Now the command I used to start the example container works.

There must be something special with the snap version of docker.

1
  • My guess would be some limitation of snap. It restricts file access quite heavily.
    – vidarlo
    Feb 20 at 19:53
2

It could also be as simple as it was by me: Just start docker.

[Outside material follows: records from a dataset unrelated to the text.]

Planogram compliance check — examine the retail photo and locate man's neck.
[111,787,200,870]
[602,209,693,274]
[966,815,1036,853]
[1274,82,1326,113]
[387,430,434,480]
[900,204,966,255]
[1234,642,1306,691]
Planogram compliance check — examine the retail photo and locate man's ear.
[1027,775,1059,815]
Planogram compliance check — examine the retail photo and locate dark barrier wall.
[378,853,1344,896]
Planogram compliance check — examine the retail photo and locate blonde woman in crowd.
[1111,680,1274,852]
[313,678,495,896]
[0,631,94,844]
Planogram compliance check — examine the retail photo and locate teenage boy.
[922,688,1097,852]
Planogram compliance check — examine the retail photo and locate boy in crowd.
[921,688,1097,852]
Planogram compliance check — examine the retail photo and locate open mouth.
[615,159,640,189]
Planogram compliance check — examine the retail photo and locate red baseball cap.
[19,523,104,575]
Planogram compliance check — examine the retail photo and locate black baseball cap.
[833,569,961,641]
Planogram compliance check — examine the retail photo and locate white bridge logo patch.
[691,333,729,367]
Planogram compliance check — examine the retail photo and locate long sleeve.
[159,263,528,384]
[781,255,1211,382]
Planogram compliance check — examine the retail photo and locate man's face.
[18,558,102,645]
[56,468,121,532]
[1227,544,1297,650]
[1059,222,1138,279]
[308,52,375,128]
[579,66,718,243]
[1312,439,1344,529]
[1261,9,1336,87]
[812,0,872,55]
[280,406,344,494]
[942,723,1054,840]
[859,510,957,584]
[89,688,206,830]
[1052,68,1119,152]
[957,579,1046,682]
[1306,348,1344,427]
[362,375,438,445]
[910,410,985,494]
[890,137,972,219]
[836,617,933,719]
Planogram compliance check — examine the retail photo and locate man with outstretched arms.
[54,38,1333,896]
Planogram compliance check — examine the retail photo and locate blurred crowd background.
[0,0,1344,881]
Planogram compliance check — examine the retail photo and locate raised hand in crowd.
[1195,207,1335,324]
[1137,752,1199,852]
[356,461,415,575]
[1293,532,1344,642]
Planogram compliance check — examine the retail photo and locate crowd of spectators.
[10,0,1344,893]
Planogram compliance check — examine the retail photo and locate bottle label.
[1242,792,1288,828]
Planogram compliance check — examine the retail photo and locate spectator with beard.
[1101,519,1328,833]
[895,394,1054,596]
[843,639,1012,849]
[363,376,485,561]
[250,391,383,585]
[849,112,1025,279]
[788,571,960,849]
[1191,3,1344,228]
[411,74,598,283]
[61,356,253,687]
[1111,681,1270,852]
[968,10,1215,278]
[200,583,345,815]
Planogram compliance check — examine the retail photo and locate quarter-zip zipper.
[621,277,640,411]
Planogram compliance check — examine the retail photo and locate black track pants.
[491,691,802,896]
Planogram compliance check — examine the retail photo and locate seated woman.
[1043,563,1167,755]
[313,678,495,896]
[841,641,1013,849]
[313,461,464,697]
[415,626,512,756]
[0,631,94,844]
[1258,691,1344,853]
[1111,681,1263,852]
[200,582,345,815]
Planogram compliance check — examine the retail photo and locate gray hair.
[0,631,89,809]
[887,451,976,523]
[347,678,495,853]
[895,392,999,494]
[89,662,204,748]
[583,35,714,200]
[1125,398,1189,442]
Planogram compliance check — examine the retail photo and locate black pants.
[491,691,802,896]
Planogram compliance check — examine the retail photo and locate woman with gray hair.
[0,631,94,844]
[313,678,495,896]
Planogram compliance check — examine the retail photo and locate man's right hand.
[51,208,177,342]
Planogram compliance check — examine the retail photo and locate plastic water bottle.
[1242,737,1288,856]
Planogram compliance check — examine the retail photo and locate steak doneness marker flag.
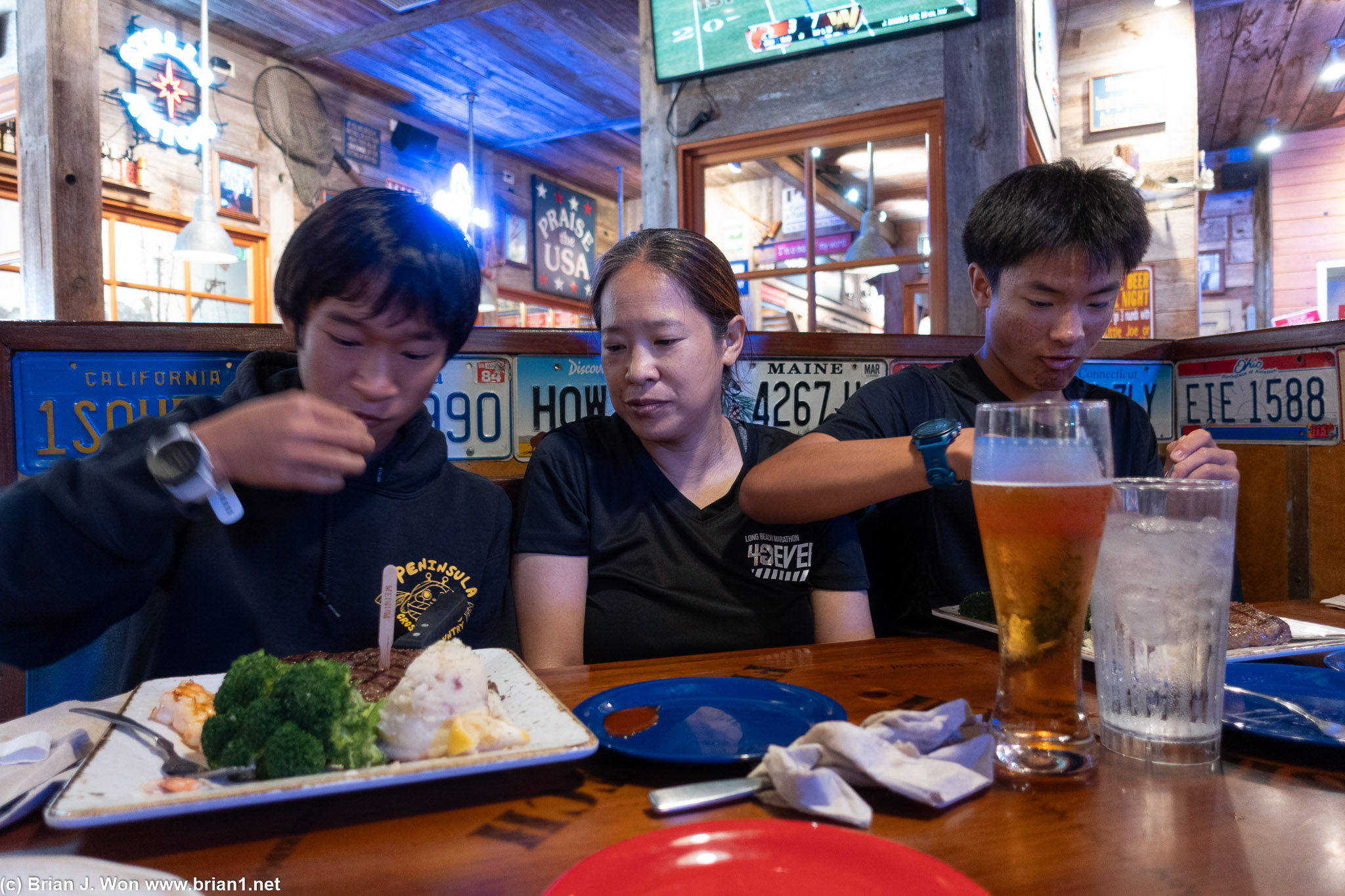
[533,175,597,301]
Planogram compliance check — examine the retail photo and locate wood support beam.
[281,0,512,62]
[18,0,102,321]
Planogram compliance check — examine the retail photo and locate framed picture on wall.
[1196,249,1224,295]
[215,153,261,224]
[504,213,529,267]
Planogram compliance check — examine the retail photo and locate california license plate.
[425,354,514,461]
[1177,348,1341,444]
[11,352,246,475]
[514,354,615,461]
[738,357,888,435]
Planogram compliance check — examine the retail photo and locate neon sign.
[117,28,219,152]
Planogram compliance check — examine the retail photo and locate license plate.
[514,354,615,461]
[425,354,514,461]
[1078,362,1176,442]
[1177,348,1341,444]
[738,357,888,435]
[11,352,246,475]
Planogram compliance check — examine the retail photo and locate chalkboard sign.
[533,175,597,301]
[345,118,382,168]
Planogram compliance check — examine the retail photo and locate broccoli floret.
[236,697,285,752]
[219,738,257,769]
[275,660,358,740]
[215,650,290,714]
[200,712,238,769]
[257,721,327,778]
[958,591,996,622]
[326,688,384,769]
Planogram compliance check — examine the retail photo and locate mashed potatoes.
[378,638,527,761]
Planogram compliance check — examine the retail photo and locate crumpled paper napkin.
[751,700,996,828]
[0,694,127,828]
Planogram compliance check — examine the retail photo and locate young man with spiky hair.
[0,188,518,698]
[739,160,1237,635]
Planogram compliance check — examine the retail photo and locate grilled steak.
[281,647,421,702]
[1228,603,1291,650]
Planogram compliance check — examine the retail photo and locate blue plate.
[1224,662,1345,747]
[574,678,846,763]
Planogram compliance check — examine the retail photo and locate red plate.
[543,819,988,896]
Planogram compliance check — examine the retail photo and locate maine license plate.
[514,354,615,461]
[738,357,888,434]
[1177,348,1341,444]
[1078,362,1176,442]
[425,354,514,461]
[11,352,246,475]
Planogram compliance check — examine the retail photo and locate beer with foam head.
[971,402,1111,774]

The error message was a bit irritating.

1
  • Irritating indeed. Such a misleading and unhelpful error :( Jun 22, 2022 at 16:30
2

This actually helped me

pip3 install --upgrade --force-reinstall --no-cache-dir docker-compose && ln -sf /usr/local/bin/docker-compose /usr/bin/docker-compose
1
  • 3
    This forces a reinstallation of docker-compose, but will it solve the issue of the question?
    – ppuschmann
    Jan 4, 2021 at 10:43
1

the problem could be related to the python version
docker-compose 1.27.x runs for me with Python 3.6.x
for >= 1.28 , one would need 3.7.x
docker-compose >= 1.27 dropped support for Python 2.7

I am not aware of lower version numbers

1

Ran into this same error, but in my case it could not find the Dockerfile. And it turns out that the file path I had specified was not valid from the context path I had provided. For example, I had:

/myproject
  /myapp
  /docker
    /myapp.Dockerfile
    /docker-compose.yaml

and in docker-compose.yaml:

services:
  myapp:
  build:
    context: ..
    dockerfile: myapp.Dockerfile

and then I was running with:

cd /myproject/docker
docker compose up -d

It would complain the myapp.Dockerfile could not be found, and it turns out it was right.
The context was specified as the parent folder (..) so dockerfile property should be docker/myapp.Dockerfile.